IMRAN IMTIAZ SHAH YACOB
Asia Sentinel

10 November 2007
http://www.asiasentinel.com/index.php?option=com_content&task=view&id=863&Itemid=31
Central Kuala Lumpur turned chaotic Saturday as baton-wielding riot police used water cannon and tear gas to try and thwart an attempt by tens of thousands of marchers to deliver a petition to Malaysia’s king, asking for royal intervention in delivering electoral reform.

“There is a massive jam all over town, as the police have set up road barricades everywhere,” a witness told Asia Sentinel in the morning. “A lot of entry points into the city are being monitored by the police. A heavy, heavy rain just subsided and one wonders whether this will dampen the turnout for the march.”

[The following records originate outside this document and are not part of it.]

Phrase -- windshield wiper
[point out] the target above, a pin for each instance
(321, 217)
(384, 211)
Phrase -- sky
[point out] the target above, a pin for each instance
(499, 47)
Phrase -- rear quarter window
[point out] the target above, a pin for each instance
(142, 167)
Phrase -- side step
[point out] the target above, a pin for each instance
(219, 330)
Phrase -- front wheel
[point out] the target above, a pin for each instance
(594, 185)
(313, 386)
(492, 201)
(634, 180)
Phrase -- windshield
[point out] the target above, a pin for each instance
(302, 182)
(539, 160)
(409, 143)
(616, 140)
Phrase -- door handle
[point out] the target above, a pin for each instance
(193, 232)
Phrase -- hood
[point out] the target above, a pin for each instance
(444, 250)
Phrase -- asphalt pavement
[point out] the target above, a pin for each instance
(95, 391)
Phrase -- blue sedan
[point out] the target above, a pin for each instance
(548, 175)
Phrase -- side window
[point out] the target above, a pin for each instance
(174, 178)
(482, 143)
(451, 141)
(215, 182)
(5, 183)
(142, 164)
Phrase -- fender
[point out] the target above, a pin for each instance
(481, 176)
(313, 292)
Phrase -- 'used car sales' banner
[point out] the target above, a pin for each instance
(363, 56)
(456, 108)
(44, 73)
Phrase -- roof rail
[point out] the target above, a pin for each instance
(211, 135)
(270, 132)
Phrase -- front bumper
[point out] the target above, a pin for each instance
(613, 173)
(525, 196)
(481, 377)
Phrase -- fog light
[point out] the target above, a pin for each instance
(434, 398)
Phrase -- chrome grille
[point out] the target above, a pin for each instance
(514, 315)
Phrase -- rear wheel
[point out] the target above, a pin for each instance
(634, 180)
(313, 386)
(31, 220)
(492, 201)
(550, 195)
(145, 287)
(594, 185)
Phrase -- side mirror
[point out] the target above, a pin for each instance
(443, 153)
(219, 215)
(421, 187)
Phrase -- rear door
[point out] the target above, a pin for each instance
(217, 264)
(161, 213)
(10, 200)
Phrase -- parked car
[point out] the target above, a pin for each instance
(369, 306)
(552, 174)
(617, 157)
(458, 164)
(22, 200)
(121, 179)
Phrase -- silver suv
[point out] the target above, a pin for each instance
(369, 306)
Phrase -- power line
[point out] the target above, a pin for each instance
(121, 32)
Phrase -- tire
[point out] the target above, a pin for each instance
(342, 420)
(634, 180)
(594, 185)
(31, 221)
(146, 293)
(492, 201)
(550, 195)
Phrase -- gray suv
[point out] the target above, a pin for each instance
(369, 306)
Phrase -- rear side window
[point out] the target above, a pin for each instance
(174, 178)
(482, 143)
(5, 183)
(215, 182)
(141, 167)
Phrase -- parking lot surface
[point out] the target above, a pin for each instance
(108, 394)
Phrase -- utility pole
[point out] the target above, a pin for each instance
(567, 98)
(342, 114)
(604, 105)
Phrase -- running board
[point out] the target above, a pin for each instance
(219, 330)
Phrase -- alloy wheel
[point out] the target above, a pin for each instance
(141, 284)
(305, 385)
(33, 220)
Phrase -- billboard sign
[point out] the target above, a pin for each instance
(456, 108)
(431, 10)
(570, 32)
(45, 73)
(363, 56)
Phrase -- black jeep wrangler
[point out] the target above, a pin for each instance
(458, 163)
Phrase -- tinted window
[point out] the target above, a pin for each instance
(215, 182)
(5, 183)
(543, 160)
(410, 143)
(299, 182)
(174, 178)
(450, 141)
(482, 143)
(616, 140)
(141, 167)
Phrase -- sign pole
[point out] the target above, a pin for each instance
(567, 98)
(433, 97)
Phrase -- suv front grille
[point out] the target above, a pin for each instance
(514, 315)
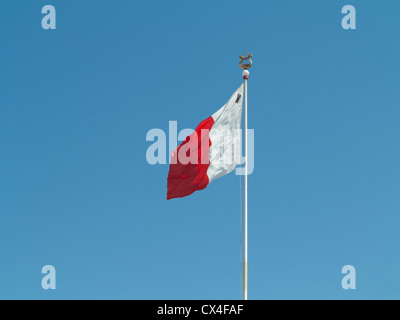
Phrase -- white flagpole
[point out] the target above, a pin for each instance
(245, 77)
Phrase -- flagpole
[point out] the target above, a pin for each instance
(245, 77)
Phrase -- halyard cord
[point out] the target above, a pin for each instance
(241, 234)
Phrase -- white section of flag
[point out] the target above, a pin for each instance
(225, 137)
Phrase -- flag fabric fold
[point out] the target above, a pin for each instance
(210, 152)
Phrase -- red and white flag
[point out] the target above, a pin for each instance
(210, 152)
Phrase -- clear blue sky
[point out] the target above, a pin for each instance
(76, 191)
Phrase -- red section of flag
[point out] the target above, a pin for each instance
(184, 179)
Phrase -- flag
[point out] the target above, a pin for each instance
(210, 152)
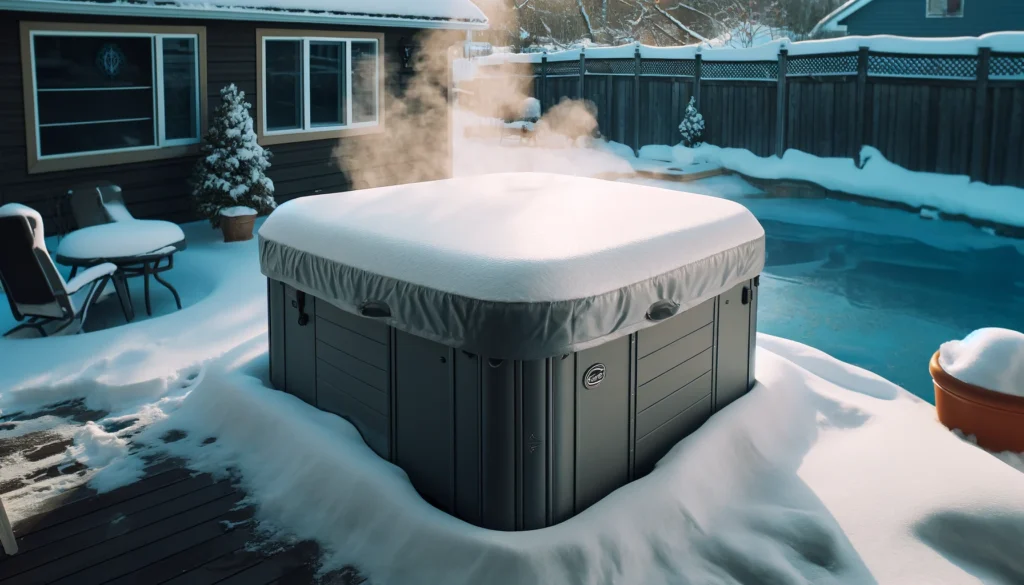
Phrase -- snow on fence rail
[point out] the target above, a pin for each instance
(950, 106)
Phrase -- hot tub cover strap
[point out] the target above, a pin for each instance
(510, 330)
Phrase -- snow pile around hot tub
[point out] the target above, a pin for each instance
(823, 473)
(990, 358)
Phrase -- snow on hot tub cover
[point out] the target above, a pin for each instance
(517, 265)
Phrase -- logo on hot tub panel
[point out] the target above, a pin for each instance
(593, 376)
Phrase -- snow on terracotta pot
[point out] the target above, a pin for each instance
(979, 387)
(237, 223)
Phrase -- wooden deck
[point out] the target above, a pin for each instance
(173, 527)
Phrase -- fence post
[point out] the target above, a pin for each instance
(636, 100)
(542, 91)
(780, 109)
(860, 132)
(583, 73)
(980, 109)
(697, 60)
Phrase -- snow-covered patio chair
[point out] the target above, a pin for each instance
(35, 289)
(97, 203)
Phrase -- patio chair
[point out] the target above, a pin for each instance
(35, 289)
(97, 203)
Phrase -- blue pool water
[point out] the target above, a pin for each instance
(879, 288)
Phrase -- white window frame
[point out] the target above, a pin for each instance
(929, 14)
(156, 43)
(307, 127)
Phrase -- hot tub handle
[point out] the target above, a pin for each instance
(375, 308)
(662, 309)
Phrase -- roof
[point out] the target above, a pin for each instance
(415, 13)
(830, 24)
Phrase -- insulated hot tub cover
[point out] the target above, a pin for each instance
(514, 265)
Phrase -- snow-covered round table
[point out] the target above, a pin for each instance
(137, 247)
(520, 344)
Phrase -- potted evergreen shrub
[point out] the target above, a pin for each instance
(229, 183)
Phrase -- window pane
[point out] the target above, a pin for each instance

It didn’t. As many as 40,000 people struggled to make their way into the city center in defiance of the police ban on the rally before heading for the Istana Negara, the king’s palace.
The confrontation between the country’s nine sultans and the government appears to be deepening as well, with Mizan Zainal Abidin, the Sultan of Terengganu, who currently holds the rotating kingship and is Malaysia’s constitutional head of state, ordering his royal guards to stand aside so that the marchers could deliver the petition despite the fact that police had refused to grant a permit for the rally. The delegation, led by opposition leader Anwar Ibrahim, handed the memorandum to the King’s secretary at the gate of the Istana Negara at 4 pm, accompanied by PAS’ Hadi Awang and Nasharuddin Mat Isa and DAP’s Lim Kit Siang and Lim Guan Eng. The organisers then asked the crowd to disperse
Malaysia’s mainstream press, owned by the ethnic political parties, carried nothing on their websites about the protest, the biggest in Malaysia in a decade. Popular websites were jammed, apparently by government-allied cyber-jammers.
The protests were led by an organization called Bersih, or the Coalition for Clean and Fair Elections, an umbrella group encompassing 64 civil-society groups and five opposition political parties. The action Saturday was in direct defiance to Prime Minister Abdullah Ahmad Badawi, who earlier vowed that the government would crack down on the demonstrators. “We will not hesitate to take action against those who defied our orders,” state news agency Bernama quoted Kuala Lumpur police chief Zul Hasnan Najib as saying. The police had refused to grant a permit for the rally.